Important Ideas from the Paper
"The system ranks facts, checks them, connects items, and finds related things."
Why This Matters:
This system inspired our confidence scoring. When our system gives advice, it includes a confidence number. This number shows how well the question matches the supporting paths in the graph. High match means high confidence. This helps other systems know when to trust AI advice and when to ask a human.
"The system finds gaps in knowledge and gets the missing information from other sources."
Why This Matters:
"Gaps in knowledge" is the perfect way to describe this. Our Self-Healing system watches for gaps all the time. When questions keep failing in certain areas, we know we need expert help there. Their organized way of finding gaps made our monitoring much more useful.
"Private knowledge systems work on single devices with step-by-step building and sharing between devices."
Why This Matters:
Change "single device" to "one client" and "between devices" to "between systems" and this describes our setup. Each client's knowledge graph must stay completely separate while using the same fast shared system. Their methods for keeping clients separate without slowing things down helped us a lot.
What This Means for Our Clients
Always Up-to-Date Knowledge
Tested methods for adding new information to the graph all the time. No waiting for updates, no batch processing. New information can be searched within minutes.

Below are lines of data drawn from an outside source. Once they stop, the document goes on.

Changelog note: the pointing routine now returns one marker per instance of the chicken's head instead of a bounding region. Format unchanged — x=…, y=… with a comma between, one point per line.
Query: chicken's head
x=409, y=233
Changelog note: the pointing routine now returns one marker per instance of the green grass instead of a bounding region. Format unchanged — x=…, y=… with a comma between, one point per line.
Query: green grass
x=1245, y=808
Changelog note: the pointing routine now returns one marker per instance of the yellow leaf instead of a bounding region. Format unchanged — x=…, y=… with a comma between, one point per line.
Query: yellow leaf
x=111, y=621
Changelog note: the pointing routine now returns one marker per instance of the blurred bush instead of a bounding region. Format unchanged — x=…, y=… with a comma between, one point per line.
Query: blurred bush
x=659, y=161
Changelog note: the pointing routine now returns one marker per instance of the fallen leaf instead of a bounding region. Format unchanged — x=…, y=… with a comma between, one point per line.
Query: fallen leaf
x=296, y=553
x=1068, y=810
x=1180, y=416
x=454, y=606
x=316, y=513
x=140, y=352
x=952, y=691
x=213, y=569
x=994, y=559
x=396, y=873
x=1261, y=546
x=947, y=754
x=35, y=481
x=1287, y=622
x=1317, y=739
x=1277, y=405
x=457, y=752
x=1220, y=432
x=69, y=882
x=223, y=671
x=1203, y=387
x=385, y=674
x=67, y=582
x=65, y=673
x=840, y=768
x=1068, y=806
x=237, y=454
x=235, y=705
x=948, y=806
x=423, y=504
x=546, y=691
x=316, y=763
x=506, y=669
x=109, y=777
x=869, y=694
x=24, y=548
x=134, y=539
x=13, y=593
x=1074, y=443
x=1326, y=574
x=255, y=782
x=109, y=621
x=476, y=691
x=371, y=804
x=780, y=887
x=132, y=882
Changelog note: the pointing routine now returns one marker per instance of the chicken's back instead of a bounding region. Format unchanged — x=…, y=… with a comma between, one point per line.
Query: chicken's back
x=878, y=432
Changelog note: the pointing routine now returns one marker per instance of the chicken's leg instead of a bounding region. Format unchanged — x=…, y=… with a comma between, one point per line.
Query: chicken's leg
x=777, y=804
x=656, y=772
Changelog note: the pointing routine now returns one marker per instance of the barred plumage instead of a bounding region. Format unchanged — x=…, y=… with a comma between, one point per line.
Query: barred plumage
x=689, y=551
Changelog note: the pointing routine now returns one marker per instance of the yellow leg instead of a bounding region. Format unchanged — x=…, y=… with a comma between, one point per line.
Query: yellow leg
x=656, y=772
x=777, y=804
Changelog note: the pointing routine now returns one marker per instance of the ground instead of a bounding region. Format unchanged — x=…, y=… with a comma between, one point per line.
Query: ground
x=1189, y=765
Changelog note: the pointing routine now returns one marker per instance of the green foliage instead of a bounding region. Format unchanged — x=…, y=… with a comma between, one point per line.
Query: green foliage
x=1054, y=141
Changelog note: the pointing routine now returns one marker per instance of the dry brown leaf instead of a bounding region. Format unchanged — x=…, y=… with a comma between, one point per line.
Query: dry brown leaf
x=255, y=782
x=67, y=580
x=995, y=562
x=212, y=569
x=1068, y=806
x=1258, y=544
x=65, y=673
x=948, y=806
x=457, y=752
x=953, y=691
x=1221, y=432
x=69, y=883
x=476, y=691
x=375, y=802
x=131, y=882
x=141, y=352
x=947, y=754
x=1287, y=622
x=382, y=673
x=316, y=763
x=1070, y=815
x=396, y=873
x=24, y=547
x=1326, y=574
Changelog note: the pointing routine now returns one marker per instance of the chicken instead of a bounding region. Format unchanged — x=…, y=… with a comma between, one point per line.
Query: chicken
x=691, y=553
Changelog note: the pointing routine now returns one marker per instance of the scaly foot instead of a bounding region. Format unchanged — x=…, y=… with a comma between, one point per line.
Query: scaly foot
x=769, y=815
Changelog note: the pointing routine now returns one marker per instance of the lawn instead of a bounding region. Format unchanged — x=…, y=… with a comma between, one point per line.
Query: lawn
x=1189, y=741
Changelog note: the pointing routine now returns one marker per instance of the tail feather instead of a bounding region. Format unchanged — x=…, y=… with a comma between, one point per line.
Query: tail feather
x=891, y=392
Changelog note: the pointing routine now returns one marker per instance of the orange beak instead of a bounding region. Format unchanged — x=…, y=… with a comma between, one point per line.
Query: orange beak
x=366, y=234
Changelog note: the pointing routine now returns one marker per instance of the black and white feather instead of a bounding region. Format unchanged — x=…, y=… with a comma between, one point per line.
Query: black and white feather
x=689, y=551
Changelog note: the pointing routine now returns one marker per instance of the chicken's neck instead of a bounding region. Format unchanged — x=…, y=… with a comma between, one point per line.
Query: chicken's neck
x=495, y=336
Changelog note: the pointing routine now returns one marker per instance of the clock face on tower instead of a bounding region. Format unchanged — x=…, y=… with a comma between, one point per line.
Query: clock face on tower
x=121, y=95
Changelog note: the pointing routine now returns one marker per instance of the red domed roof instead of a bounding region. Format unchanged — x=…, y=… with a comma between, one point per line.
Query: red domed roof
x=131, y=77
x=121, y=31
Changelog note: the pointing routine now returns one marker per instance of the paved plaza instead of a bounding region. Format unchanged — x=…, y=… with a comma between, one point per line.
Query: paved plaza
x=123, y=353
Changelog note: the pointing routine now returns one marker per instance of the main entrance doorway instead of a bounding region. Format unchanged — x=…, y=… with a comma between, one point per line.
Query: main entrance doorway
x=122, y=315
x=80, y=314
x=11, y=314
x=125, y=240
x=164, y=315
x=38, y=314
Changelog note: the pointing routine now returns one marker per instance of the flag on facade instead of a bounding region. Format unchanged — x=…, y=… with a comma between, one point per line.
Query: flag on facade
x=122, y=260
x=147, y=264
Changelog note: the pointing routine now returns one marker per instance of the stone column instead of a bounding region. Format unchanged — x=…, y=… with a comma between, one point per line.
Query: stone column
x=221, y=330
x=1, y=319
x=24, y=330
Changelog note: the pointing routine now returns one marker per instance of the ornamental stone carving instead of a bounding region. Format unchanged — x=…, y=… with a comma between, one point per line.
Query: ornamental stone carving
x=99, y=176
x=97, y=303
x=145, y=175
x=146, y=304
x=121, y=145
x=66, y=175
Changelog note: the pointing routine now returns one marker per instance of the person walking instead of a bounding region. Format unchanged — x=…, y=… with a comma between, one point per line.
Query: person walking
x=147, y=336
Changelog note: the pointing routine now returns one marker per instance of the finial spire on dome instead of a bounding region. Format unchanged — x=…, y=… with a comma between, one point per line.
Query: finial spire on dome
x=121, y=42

Complete Client Separation
Business-grade separation makes sure your knowledge never leaks to other clients. The system design was tested with millions of users and adapted for business security needs.
Automatic Gap Finding
The system automatically finds knowledge gaps where questions often fail or get uncertain answers. This helps decide which areas need more expert input.
Proven Reliable System
System design tested at internet scale, changed for business needs. The same reliability guarantees that power large consumer systems, with business security and rules.